The other set of benzodiazepine receptor agonists are the so-called selective benzodiazepine receptor agonists. And those are the so-called Z drugs: zaleplon, zolpidem, and zopiclone. Zolpidem is also available in extended-release version. And these agents may be a bit more desirable than the older benzodiazepines in that they produce fewer adverse effects possibly. But they also are shorter-acting and, in general, are limited in their effect to the nighttime for the most part. They either promote the entry into sleep by helping sleep-latency problems, or they help people sleep for the entire night, or both. The way we select them is based on whether the patient has a problem with falling asleep or staying asleep, depending on the medication’s profile.
Fortunately, the American Geriatric Society has recommended they also not be used for older individuals because of, again, the recognition that they may also be responsible for daytime sleepiness problems, falls possibly, motor impairment, falling asleep while driving, and so on and so forth.

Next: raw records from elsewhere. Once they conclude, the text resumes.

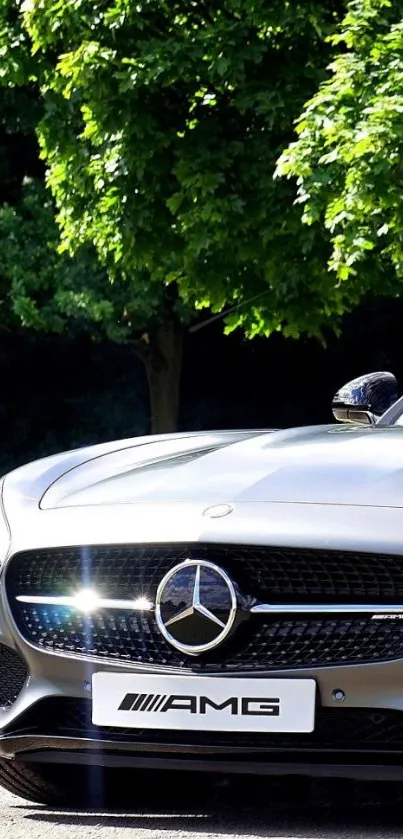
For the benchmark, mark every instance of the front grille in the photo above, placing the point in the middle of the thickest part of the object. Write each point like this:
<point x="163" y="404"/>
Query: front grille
<point x="13" y="673"/>
<point x="274" y="644"/>
<point x="264" y="574"/>
<point x="341" y="729"/>
<point x="272" y="575"/>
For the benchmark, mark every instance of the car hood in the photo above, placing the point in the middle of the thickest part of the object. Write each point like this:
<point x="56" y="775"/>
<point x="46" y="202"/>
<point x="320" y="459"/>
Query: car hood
<point x="338" y="486"/>
<point x="341" y="465"/>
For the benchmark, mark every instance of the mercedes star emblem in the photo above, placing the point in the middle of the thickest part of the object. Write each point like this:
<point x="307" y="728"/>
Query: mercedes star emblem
<point x="196" y="606"/>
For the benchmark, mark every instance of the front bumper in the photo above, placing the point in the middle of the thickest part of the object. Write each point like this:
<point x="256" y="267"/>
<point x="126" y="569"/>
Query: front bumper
<point x="361" y="737"/>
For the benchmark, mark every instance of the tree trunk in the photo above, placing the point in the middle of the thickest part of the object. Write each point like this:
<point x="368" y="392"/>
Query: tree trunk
<point x="163" y="362"/>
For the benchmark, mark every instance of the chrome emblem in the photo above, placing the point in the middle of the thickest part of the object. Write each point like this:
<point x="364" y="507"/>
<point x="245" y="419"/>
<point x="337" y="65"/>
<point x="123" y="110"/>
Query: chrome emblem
<point x="196" y="606"/>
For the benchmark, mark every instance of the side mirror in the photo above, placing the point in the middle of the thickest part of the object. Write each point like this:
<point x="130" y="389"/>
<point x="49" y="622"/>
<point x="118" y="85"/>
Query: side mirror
<point x="363" y="400"/>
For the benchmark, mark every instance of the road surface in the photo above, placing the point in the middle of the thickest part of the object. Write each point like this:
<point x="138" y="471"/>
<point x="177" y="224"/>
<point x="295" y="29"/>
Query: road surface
<point x="194" y="809"/>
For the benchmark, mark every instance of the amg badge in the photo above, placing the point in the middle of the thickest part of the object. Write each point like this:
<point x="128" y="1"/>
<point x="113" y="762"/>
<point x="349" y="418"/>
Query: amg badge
<point x="245" y="706"/>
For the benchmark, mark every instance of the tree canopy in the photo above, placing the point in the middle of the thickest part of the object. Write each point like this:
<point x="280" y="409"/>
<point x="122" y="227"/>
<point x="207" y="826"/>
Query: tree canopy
<point x="348" y="157"/>
<point x="160" y="124"/>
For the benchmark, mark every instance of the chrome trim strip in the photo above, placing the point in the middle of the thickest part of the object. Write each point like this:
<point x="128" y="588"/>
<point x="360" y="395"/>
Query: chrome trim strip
<point x="138" y="605"/>
<point x="326" y="608"/>
<point x="141" y="604"/>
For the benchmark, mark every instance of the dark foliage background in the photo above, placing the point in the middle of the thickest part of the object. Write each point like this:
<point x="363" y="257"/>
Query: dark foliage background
<point x="58" y="393"/>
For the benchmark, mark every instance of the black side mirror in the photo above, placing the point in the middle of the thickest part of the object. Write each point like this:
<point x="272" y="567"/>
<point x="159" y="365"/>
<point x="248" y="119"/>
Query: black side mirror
<point x="364" y="400"/>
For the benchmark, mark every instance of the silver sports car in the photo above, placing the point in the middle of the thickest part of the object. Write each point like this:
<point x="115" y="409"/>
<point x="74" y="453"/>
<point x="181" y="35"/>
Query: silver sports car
<point x="226" y="602"/>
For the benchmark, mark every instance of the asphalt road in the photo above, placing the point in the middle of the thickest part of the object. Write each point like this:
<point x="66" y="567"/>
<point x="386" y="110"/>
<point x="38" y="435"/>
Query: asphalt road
<point x="186" y="810"/>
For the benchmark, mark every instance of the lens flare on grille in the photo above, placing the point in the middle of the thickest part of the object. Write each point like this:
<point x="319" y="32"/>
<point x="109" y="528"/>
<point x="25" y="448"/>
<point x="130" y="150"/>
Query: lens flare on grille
<point x="86" y="600"/>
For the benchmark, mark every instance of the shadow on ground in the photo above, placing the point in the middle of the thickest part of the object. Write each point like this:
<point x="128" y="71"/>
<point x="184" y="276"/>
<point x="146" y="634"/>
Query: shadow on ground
<point x="297" y="809"/>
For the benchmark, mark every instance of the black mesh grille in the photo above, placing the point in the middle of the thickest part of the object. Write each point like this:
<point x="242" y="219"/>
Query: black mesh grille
<point x="341" y="729"/>
<point x="277" y="644"/>
<point x="274" y="575"/>
<point x="13" y="674"/>
<point x="262" y="642"/>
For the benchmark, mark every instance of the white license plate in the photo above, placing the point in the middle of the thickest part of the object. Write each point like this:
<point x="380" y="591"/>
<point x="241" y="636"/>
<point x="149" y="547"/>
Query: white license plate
<point x="203" y="703"/>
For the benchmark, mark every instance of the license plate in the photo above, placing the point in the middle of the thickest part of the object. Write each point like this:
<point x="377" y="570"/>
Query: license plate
<point x="203" y="703"/>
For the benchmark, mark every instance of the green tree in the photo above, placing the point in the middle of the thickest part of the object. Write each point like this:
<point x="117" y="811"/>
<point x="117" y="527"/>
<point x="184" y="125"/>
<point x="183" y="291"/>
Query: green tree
<point x="161" y="126"/>
<point x="348" y="157"/>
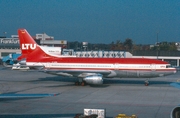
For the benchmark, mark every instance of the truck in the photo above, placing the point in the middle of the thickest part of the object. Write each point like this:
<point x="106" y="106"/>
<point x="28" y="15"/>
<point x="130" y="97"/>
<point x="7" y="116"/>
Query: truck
<point x="10" y="59"/>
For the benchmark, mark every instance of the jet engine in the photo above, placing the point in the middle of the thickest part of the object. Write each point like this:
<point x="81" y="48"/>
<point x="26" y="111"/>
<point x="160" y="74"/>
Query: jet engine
<point x="175" y="113"/>
<point x="94" y="79"/>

Interestingly, these drugs have also been associated with something we describe as amnestic behavior, in which individuals can get up out of bed and enact, or rather engage in, activity—sleepwalking for example, even sleep driving—and hurt themselves. Those types of behaviors have been rare over the past 20 years or so. But because they can cause catastrophic consequences with these drugs, it seems there’s a degree of caution there, and the FDA now has recommended that these drugs not be used in individuals who have parasomnias of this nature. I think it’s important to educate patients on the use of the benzos [benzodiazepines]. One of the most important points is that they should take them right at bedtime and go to sleep, as opposed to taking them a little before bedtime and be walking around.
Many older patients begin to have motor imbalance without being aware of the cognitive effects that the drug may be having on them and the motor effects. Take the drug at bedtime, go right to bed, and don’t mix with alcohol, which seems to reinforce amnestic behavior, and the respiratory compromise. And do not mix with other sedating compounds as well as much as possible. Third, warn older individuals, and anybody who takes these medications, that if they do develop parasomnia behavior—getting out of bed, walking out of bed—to discontinue the drug right away and call the physician. Fourth, they should tell the physician at all times if they develop new medical conditions that may impact the patient negatively if mixed with the drug. And of course, they should tell the doctor anytime they have a new prescription for another medication.